I know you tend to think me unrealistic, naive, caught up in ideals divorced from the nitty gritty harshness which informs every life at times, and I’m glad (too glad perhaps) to let you be the “more practical”, but here is where I BEG you to to be (I repeat) very thoughtful. Without meaning to declare or even imply YOU a fascist or a NAZI, I urge you to remember that both “parties” were supported by everyday honest hard working parents and teachers, nurses and postmen with their own particular view of life’s troubles grounded in family and face-to-face loyalty and obligation. (Notice I didn’t say “blood and soil” even though those same salt-of-the-earth types could have been stirred or disturbed by such rhetoric without ever truly grasping their destined implications - and who really blames them individually? “In every avalanche each snowflake loudly proclaims her sincerely perceived innocence.”)

Yes, I will insist we must talk about fascism. The atrocity of family separations at the border was the last straw, and unless you choose to fully break with me I am going to persist no matter how annoyed or impatient this makes you. And even if I ever forget myself enough to be rightly accused of hurling or implying epithets associated with Hitler and Mussolini your way, let me assure you of what I will never forget:

You are not, never have, and could never be the beer soaked hooligans of Munich or the white sheet, tattoo scarred thugs of Carolina whom I would still speak with if I could. And you are right, they are only a slim fringe of addled traumatized casualties. I don’t fear them by themselves. I worry some about how they might interact with ANTIFA ninjas who may or not be guided by too much impetuous self important reactivity. (They are a reaction, after all. And I pray they guide themselves with a humane and strategic awareness of how they could be “played” by the same forces which have long generated the divisions of racism, nativism, and fearful intolerance that only benefit the idiot designs of certain elements with irresponsible control over too much concentrated wealth. And yes, this is what I have been talking with you about for a long time before families began being forcible separated on our border.)

What I fear most is your own stance towards Klansman and Neo Nazis whom you rightly deride and disown. But that is not enough. Not when you employ the same tactics of minimization in the face of the clearcut atrocity that took place on our borders. We can agree to pretend to ignore street bullies and internet trolls to avoid intoxicating them with false self importance, but we cannot do the same with the massive Federal Police Force that is ICE. We cannot do the same with the person now entitled by some obscene mishmash of mishap, contrivance, and complacency to be called “the president of the United States of America”. For, you see, I must accuse you of insouciance regarding the forces driving the street thugs, the Federal Police, this administration* and their proposed concentration camps (no matter how air conditioned, well appointed, and chock filled with toys and classroom supplies).

I freely admit I was already on very high alert before the cries of the children stabbed me in the chest.
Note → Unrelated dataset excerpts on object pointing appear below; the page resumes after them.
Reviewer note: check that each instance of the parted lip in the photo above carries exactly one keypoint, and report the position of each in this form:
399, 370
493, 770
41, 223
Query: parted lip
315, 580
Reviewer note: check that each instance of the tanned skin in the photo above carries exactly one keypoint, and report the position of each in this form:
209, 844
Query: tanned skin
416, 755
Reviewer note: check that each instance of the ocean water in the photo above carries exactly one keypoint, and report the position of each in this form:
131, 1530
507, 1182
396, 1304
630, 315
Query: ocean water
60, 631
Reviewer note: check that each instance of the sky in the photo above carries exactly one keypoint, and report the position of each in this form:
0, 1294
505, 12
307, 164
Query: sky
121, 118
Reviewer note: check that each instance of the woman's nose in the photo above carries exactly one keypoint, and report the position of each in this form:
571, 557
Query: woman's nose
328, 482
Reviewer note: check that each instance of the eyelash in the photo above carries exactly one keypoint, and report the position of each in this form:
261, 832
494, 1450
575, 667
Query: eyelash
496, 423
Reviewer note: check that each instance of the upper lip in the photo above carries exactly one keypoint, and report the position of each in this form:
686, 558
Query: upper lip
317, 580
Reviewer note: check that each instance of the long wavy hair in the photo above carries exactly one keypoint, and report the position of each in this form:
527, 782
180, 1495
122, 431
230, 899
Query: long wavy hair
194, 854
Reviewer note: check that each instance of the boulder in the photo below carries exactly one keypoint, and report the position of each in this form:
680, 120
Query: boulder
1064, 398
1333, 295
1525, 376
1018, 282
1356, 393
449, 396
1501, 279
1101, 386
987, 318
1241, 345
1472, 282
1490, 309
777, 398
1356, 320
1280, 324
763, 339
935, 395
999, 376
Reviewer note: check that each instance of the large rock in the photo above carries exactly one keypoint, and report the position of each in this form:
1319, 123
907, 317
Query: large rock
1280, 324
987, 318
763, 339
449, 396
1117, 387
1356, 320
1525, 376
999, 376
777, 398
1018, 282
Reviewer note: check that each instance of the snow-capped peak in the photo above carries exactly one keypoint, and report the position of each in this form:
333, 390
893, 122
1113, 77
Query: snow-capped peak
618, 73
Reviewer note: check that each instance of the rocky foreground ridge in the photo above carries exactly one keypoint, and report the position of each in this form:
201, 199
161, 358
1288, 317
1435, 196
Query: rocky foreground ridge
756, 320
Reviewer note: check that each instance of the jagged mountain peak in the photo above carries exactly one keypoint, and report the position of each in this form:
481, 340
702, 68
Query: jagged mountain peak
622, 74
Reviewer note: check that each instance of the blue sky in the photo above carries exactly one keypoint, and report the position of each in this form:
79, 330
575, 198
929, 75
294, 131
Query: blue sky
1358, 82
And I do not blame you for the ties and loyalties which make you loathe to consider the implications of this ongoing atrocity (and which even mislead you to deny the word “atrocity” is appropriate.) I will have patience even though I may sometimes seem harsh because the family separations and proposed encampments cannot be isolated from a deeper and wider context even if we only (it would be a fatal mistake) looked no further back than or afield from the current “commander in chief”.

There is certainly quite a lot we need to look at, but now most such matters must now be viewed in the lurid brights and frightening shadows cast by family separations. I will insist upon it. And I hope you will help me respect respect even if certain forms of deference must be put aside to confront the dreadful possibilities that lay ahead.